In frustration, she says, more and more centrist congressional members are not running for office again, including four from Michigan (Sen. Carl Levin, Reps. Dave Camp, Mike Rogers and John Dingell). "With those four who are retiring, Michigan will lose 139 years of experience."

She also challenged the rise of the 24  hour news cycle which speeds everything up,  with news organizations more interested in getting the short, snappy sound bite first at the expense of researched detail.

"It leads to snap judgments. It sets up sides immediately. We don't think before we speak." 

Instead, she is a proponent of longer interviews, so viewers can get to know the personalities rather than the flat characters of the people she talks to. "That way people learn to disagree yes but at least respect the place where this person is coming from when they have found out how they came to that place."

Crowley advised her listeners to never watch just one network or read just one newspaper, "ones that reflect your own opinions.
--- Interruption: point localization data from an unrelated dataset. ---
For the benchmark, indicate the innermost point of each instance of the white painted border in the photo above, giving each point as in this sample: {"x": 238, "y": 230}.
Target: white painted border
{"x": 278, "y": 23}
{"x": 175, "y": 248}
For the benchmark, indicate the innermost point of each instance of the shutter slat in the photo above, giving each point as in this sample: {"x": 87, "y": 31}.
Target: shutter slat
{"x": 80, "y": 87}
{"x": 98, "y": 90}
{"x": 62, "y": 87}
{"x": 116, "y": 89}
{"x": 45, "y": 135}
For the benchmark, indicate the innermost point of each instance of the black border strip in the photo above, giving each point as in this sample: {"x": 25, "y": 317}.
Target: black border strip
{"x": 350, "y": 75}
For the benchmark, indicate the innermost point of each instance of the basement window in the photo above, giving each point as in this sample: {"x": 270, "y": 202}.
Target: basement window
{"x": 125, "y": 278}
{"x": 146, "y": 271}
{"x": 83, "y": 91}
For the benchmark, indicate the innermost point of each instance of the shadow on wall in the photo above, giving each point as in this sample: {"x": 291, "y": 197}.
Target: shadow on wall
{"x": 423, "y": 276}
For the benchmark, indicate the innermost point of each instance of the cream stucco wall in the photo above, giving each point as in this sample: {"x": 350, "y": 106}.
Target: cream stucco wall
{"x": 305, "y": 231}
Get beyond your comfort levels." She is saddened that the most strident and one-sided networks get the highest ratings.

Not wanting to leave her audience in a downer mood, she said after 30 years of covering Washington DC, "the parts are better than the whole. Most of your congressmen want to do what is right, they try to do a good job, they love their country.

"The people you send to Congress by and large are good people."